Acórdão do Tribunal da Relação de Guimarães
Processo:
1046/10.6TBVVD.G1
Relator: ANTERO VEIGA
Descritores: INSOLVÊNCIA
PLANO DE INSOLVÊNCIA
HOMOLOGAÇÃO
Nº do Documento: RG
Data do Acordão: 10/27/2011
Votação: UNANIMIDADE
Texto Integral: S
Meio Processual: APELAÇÃO
Decisão: PROCEDENTE
Sumário: I - Face à alteração legislativa operada pela Lei nº 55-A/2010, não pode o tribunal homologar plano de insolvência que não respeite o princípio legal da indisponibilidade do crédito tributário.
II - Constitui vício não negligenciável, nos termos e para os efeitos do CIRE, a violação de normas tributárias imperativas.
Decisão Texto Integral: Acordam na 1ª Secção cível do Tribunal da Relação de Guimarães.

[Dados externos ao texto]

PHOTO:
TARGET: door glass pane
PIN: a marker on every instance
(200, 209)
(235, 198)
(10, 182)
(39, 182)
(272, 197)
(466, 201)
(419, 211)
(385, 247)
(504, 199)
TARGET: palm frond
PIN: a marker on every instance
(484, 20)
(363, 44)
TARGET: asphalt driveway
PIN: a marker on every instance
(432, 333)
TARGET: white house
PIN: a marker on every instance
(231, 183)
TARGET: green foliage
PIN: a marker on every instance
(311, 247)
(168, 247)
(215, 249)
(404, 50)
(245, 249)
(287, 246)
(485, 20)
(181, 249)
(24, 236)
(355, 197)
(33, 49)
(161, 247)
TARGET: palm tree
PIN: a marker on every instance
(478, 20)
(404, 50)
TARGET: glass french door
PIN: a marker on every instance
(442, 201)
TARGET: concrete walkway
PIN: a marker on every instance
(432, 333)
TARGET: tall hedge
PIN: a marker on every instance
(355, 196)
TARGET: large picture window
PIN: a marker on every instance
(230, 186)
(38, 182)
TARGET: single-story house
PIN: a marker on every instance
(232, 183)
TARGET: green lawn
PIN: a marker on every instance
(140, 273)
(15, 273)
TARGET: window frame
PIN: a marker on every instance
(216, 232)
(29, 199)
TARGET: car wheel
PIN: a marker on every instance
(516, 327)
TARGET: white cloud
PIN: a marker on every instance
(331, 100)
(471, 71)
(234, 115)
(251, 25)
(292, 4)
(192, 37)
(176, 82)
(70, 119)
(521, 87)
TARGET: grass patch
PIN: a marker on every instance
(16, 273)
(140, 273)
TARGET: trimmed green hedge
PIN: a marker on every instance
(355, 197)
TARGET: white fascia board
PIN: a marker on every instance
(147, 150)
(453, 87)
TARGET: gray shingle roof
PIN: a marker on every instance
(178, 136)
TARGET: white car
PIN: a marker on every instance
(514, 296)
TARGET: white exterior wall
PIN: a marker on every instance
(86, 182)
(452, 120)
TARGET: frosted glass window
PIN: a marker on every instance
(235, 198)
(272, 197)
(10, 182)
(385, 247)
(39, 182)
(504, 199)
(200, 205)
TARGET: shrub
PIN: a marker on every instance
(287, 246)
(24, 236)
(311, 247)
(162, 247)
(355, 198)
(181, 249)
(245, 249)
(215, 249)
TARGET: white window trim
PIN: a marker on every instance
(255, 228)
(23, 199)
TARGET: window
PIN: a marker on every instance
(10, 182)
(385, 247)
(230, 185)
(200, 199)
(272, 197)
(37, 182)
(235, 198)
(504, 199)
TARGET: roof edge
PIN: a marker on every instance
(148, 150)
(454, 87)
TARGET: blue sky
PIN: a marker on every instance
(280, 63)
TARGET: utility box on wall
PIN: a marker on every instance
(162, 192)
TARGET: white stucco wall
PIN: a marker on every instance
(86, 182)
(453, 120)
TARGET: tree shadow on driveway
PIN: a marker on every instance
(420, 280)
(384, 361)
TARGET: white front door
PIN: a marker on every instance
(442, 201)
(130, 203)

No âmbito dos presentes autos em que figura como insolvente G… , Lda., foi aprovada a proposta de plano de insolvência apresentada pela insolvente a fls. 312 e ss do p.p. (Ref. 416056 do p.e.), conforme consta da acta da assembleia de aprovação da proposta de plano da insolvência de 4 de Agosto de 2010 (fls. -647 e ss do p.p. e Ref. 1561911 do p.e.) e despacho de fls. 662 do p.p (Ref. 1572889 do p.e.).
A recorrente votou contra o plano, conforme fls. 661.
No plano propôs-se o pagamento dos créditos, que, no concerne à segurança social pressupõe o perdão de 80% dos juros vencidos, um período de carência de 2 anos e perdão de parte do capital, resultante da redução para metade das primeiras 24 prestações.
Por decisão de 24/6/2011 foi homologado por sentença o plano apresentado.

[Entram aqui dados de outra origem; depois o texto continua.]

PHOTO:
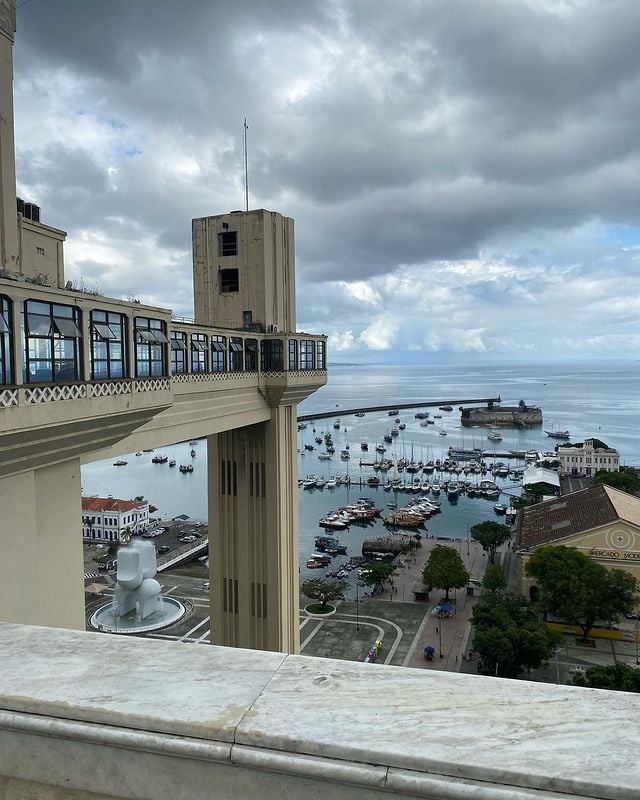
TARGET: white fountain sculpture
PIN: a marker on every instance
(136, 589)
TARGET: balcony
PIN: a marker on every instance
(80, 373)
(138, 718)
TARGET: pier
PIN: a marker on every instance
(338, 411)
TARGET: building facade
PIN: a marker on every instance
(587, 458)
(106, 519)
(601, 522)
(85, 377)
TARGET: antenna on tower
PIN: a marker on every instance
(246, 168)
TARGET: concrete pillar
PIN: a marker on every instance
(253, 535)
(41, 567)
(9, 258)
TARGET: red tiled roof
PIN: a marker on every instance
(568, 515)
(109, 504)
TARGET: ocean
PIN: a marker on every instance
(600, 399)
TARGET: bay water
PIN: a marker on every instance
(600, 399)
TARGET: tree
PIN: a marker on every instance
(627, 479)
(618, 677)
(490, 535)
(578, 590)
(324, 591)
(494, 578)
(377, 573)
(509, 635)
(445, 569)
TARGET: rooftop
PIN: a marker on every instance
(83, 711)
(110, 504)
(576, 513)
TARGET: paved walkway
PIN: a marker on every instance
(405, 625)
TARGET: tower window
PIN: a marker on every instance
(228, 243)
(229, 281)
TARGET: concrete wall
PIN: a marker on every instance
(41, 567)
(265, 262)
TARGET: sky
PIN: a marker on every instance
(464, 175)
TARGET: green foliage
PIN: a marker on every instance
(494, 579)
(520, 502)
(377, 573)
(445, 569)
(490, 535)
(627, 480)
(509, 635)
(618, 677)
(323, 590)
(578, 590)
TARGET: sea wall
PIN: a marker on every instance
(512, 416)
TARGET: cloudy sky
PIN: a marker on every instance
(464, 174)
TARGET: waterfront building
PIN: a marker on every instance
(506, 416)
(587, 457)
(106, 519)
(85, 377)
(85, 715)
(602, 522)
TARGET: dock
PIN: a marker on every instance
(339, 412)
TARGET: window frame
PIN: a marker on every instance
(6, 341)
(150, 347)
(178, 342)
(199, 343)
(52, 335)
(107, 334)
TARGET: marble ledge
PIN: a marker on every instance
(402, 731)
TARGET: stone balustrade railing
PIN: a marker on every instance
(84, 713)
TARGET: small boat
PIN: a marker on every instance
(558, 434)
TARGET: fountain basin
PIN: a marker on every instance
(169, 612)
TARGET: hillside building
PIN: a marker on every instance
(106, 519)
(587, 458)
(602, 522)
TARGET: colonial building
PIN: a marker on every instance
(86, 377)
(105, 519)
(602, 522)
(588, 457)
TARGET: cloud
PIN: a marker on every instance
(464, 176)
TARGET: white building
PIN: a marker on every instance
(107, 518)
(587, 458)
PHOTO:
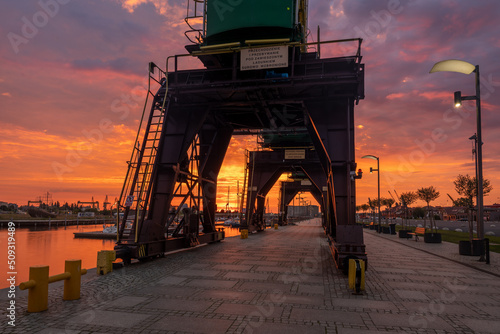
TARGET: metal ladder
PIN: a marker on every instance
(136, 188)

Inconformado o Centro Distrital de Braga do Instituto de Segurança Social, I.P., interpôs o presente recurso.

- Em conclusões defende que o PI homologado não se coaduna com o regime geral de regularização de dívidas à segurança social, violando normas imperativas designadamente da LGT, da lei 55-A/2010 bem como do Código Contributivo. Foi violado o nº 3 do artigo 30 da LGT.

Sem contra-alegações.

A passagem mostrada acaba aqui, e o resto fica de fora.